Online games
In light of growing concerns over the use of digital services for money laundering and tax evasion, the Goods and Services Tax (GST) Council is likely to propose a block on online games that do not adhere to Indian tax laws, according to people with knowledge of the discussions that are likely to be on the table at the next meeting on Wednesday.
On July 11, the GST Council, which consists of the finance ministers of each state and is presided over by the union finance minister, imposed a 28% tax on online games. According to officials, this was necessary because the activity was viewed as a luxury and not an absolute necessity, earning it the highest tax bracket.
Online Games more prone to tax evasion
There have been worries that by operating from abroad, internet gambling platforms would avoid paying GST. However, one official claimed that in these situations, the tax administration will deduct GST from the payment sources.
“Tax management is made relatively straightforward by the 28% GST on the face value of bets rather than gross gaming revenue (GGR). In the case of an offshore platform, tax can be subtracted from the payment sources, the speaker noted. GST on GGR value, or total bets less total wins, will make the system more difficult. “It is difficult to monitor, particularly in cases of overseas players, and prone to manipulations,” he continued.

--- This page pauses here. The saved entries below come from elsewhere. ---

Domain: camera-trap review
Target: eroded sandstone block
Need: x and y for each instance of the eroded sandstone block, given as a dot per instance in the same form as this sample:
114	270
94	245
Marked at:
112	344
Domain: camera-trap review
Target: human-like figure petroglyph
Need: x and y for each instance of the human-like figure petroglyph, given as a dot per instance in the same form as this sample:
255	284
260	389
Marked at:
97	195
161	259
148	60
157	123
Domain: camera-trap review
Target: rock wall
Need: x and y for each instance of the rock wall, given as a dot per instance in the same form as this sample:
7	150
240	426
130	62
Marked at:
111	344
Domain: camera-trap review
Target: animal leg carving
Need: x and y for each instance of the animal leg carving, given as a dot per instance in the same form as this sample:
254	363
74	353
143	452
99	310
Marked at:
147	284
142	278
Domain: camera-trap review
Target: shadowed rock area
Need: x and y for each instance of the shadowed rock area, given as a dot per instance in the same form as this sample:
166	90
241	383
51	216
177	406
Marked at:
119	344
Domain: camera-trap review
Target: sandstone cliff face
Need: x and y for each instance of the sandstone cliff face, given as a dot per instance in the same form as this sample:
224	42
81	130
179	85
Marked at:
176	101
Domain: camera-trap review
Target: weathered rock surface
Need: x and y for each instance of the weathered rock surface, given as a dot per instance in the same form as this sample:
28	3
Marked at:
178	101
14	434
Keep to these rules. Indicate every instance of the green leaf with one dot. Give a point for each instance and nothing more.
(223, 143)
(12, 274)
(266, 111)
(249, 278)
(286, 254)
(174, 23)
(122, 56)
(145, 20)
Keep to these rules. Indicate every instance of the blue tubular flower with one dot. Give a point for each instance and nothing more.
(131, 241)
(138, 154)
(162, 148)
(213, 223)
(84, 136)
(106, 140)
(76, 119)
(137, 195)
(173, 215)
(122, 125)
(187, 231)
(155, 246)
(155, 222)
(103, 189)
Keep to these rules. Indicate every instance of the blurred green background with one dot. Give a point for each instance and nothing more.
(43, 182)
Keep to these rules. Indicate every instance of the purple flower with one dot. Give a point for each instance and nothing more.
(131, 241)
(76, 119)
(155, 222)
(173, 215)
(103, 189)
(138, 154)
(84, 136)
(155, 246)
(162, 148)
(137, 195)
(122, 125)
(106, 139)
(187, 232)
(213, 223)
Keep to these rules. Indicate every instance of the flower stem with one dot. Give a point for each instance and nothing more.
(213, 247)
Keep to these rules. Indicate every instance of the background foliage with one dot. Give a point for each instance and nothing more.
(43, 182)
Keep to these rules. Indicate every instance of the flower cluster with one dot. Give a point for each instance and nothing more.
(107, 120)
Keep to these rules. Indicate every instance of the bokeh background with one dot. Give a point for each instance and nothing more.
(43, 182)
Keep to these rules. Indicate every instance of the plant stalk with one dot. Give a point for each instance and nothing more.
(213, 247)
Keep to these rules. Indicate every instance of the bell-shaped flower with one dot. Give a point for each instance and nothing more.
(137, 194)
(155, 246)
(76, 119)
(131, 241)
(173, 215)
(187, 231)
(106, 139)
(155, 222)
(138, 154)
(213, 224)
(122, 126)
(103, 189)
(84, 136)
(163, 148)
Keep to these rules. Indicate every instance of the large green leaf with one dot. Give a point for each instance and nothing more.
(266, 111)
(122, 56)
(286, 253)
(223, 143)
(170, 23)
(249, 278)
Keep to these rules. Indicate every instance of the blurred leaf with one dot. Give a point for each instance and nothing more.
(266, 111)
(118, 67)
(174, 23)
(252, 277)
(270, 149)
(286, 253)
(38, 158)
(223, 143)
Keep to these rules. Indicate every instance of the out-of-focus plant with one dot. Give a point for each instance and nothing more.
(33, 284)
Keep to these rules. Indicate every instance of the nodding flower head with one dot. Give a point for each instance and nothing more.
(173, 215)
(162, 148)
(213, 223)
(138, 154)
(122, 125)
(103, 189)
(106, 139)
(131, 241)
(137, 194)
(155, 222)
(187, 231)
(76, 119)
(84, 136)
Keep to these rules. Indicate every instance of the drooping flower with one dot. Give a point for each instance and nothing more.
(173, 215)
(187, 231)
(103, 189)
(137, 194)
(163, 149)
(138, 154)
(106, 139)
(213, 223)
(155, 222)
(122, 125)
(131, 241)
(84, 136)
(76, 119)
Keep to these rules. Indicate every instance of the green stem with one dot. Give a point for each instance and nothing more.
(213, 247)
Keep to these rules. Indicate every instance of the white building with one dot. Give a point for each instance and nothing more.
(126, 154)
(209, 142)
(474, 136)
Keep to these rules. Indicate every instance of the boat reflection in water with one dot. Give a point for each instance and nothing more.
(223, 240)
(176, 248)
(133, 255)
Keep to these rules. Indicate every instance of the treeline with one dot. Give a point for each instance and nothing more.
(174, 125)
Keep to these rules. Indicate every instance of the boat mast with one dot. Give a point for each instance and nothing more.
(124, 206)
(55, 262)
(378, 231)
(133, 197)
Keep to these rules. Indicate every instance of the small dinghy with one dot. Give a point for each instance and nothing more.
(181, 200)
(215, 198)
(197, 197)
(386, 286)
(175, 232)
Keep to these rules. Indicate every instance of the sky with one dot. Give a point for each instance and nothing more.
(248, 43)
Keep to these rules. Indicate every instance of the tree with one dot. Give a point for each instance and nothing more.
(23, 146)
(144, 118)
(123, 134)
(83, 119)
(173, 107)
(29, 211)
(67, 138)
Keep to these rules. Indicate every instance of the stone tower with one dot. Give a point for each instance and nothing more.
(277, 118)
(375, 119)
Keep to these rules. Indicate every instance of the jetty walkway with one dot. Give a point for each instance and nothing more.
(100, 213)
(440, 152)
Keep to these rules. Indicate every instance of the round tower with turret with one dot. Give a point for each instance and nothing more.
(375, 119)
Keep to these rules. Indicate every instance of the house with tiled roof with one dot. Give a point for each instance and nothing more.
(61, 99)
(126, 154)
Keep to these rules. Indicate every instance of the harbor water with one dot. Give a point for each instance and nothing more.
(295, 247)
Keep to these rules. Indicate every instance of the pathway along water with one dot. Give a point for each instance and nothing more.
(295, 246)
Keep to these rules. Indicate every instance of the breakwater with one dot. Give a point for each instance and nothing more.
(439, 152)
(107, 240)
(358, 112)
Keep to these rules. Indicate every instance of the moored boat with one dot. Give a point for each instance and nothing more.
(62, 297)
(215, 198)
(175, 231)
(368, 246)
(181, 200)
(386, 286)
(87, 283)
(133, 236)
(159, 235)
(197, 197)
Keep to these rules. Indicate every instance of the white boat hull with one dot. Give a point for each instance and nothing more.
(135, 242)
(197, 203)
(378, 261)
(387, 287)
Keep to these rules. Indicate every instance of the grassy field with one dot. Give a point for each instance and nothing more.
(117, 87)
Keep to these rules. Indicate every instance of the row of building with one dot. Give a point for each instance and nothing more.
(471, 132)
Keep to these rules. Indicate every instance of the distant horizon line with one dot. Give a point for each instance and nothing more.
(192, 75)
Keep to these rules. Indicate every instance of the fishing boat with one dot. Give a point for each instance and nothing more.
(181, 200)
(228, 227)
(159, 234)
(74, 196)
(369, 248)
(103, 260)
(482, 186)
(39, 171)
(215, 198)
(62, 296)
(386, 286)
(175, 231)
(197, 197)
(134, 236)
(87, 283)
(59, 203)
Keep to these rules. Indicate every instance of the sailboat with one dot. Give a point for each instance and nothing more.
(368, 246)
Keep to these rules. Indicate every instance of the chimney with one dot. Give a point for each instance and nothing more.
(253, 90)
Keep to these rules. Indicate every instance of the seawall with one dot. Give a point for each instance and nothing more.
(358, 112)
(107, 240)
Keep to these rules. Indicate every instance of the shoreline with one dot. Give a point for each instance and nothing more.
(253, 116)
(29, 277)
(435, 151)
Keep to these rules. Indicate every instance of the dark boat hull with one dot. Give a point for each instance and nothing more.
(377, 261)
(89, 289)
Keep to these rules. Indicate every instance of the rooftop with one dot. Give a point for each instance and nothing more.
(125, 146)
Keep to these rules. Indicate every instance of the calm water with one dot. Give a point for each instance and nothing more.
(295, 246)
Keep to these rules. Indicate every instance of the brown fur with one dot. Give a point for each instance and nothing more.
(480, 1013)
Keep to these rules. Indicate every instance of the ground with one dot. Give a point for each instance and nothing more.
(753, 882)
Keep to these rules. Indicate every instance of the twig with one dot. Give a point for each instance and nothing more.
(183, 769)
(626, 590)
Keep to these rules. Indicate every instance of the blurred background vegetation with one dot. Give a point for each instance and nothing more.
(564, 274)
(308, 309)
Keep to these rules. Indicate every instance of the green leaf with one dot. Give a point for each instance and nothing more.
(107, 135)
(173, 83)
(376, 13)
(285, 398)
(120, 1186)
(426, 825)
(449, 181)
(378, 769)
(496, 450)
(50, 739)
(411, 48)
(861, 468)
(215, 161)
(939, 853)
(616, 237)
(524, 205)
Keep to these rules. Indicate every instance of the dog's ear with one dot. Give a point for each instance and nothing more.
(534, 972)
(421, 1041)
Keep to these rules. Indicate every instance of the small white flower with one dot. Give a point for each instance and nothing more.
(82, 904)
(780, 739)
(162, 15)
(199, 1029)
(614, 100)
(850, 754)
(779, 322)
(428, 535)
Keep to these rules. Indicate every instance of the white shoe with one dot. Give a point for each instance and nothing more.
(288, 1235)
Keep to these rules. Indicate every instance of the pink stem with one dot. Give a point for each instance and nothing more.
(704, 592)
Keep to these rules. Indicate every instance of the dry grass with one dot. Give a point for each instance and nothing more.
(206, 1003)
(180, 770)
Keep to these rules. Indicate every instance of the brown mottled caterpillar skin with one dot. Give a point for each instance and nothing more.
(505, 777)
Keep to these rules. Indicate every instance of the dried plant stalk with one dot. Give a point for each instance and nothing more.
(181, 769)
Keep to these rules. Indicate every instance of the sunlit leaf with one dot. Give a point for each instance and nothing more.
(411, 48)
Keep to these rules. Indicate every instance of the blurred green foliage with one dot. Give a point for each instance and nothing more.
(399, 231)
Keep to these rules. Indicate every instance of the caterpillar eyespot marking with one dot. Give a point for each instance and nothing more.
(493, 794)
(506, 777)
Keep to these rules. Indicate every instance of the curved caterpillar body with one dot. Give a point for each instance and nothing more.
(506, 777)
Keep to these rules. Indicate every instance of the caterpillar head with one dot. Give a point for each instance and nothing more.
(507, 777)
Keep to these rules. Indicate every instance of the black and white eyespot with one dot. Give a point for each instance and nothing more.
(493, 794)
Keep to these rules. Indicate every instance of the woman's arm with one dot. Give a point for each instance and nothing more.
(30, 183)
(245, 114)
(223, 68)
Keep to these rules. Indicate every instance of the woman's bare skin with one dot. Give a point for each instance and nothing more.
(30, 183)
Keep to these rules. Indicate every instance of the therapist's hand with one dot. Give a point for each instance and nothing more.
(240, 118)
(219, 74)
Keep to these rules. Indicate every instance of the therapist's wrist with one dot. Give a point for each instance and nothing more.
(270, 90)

Also Read: Kerela: 5-year-old Girl’s Body Found In Aluva Market, 20 Hours After Being kidnapped
“Suitable amendments” to be made in the law
According to the second official, the Council will discuss any required amendments to the law on Wednesday in order to carry out its judgements from July 11.
Sitharaman, who chairs the council, told the media on July 11 that “suitable amendments” to the law would be made to include horse racing and internet gambling in schedule III as taxable actionable claims.
The officials said, “It is also likely that the Council may approve tweaking of laws so that overseas online gaming entities cannot evade GST if payment is made from India. Tax authorities could also be empowered to block overseas entities for noncompliance.”